Kermode a no-show as Cabcharge receives its third strike
This was the big question at Cabcharge's annual meeting on Wednesday, with company founder and executive chairman Reg Kermode (pictured) unavailable to witness corporate history as the taxi payments provider was hit with a third consecutive "strike" against its remuneration report.
An unsympathetic mood at the meeting was reflected in the voting, with more than 45 per cent of votes cast against the remuneration report. A 25 per cent vote against the remuneration report registers a first strike against the board. A second consecutive strike triggers a resolution to spill the board. Cabcharge received a second strike last year, but shareholders voted down the resolution to spill the board.
The strike this year means the board faces a potential spill again next year if the report is voted down again.
Cabcharge director Neill Ford stepped into the chairman's role at the meeting and offered apologies on behalf of Mr Kermode, saying the chairman was "disappointed" he was unable to attend.

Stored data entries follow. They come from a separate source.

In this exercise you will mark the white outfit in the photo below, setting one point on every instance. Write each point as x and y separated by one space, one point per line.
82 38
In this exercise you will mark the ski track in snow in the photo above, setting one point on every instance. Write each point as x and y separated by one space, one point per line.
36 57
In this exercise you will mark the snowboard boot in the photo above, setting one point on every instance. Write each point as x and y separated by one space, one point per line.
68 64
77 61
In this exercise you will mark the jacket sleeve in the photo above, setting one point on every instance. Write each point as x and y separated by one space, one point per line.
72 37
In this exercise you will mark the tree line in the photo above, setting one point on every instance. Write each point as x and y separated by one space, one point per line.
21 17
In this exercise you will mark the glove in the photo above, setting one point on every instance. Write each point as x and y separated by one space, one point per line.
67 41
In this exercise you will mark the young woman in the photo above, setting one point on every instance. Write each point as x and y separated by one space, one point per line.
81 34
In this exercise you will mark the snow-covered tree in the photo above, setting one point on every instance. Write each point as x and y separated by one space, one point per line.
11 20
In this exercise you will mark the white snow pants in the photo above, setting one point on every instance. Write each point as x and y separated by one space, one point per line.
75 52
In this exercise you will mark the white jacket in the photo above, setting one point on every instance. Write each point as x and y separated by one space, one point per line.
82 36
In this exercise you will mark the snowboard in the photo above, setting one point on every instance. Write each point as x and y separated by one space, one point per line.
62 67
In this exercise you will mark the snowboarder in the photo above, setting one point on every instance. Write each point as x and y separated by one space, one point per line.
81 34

No further explanation was offered. "He's just not here," a company spokeswoman said.
It has been another tough year for Cabcharge with its shares plunging in May when the Victorian government said it would halve the 10 per cent fee Cabcharge receives for processing payments, which potentially sets a national precedent.
Cabcharge has lowered its dividend as a precautionary step, paying total dividends of 30¢ a share for the 2013 financial year, from 35¢ in the previous year.

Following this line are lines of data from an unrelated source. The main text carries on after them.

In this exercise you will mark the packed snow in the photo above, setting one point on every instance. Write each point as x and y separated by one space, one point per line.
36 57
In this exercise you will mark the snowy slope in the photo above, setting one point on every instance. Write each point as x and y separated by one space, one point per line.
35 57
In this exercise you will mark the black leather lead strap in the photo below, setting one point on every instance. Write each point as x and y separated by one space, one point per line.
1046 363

"We remain cautiously confident about the prospects for our growth in the longer term based on our technology, product innovation and diversification," Mr Ford told investors.
The company tried to soothe shareholder concerns over some of its unusual corporate practices, promising it will split the role of chief executive and chairman when Mr Kermode eventually steps down.
The company is also expected to use that opportunity to introduce long-term incentives to the top executive role.
After the meeting Moelis & Co analyst Adam Michell maintained his sell recommendation on the company with a $3 price target, saying the fact it is trading on a multiple of seven times this year's earnings and has a dividend yield of 7.2 per cent is a "misleading indicator of value".
The shares, which were more than $14 in 2007, closed 4¢ higher at $3.81.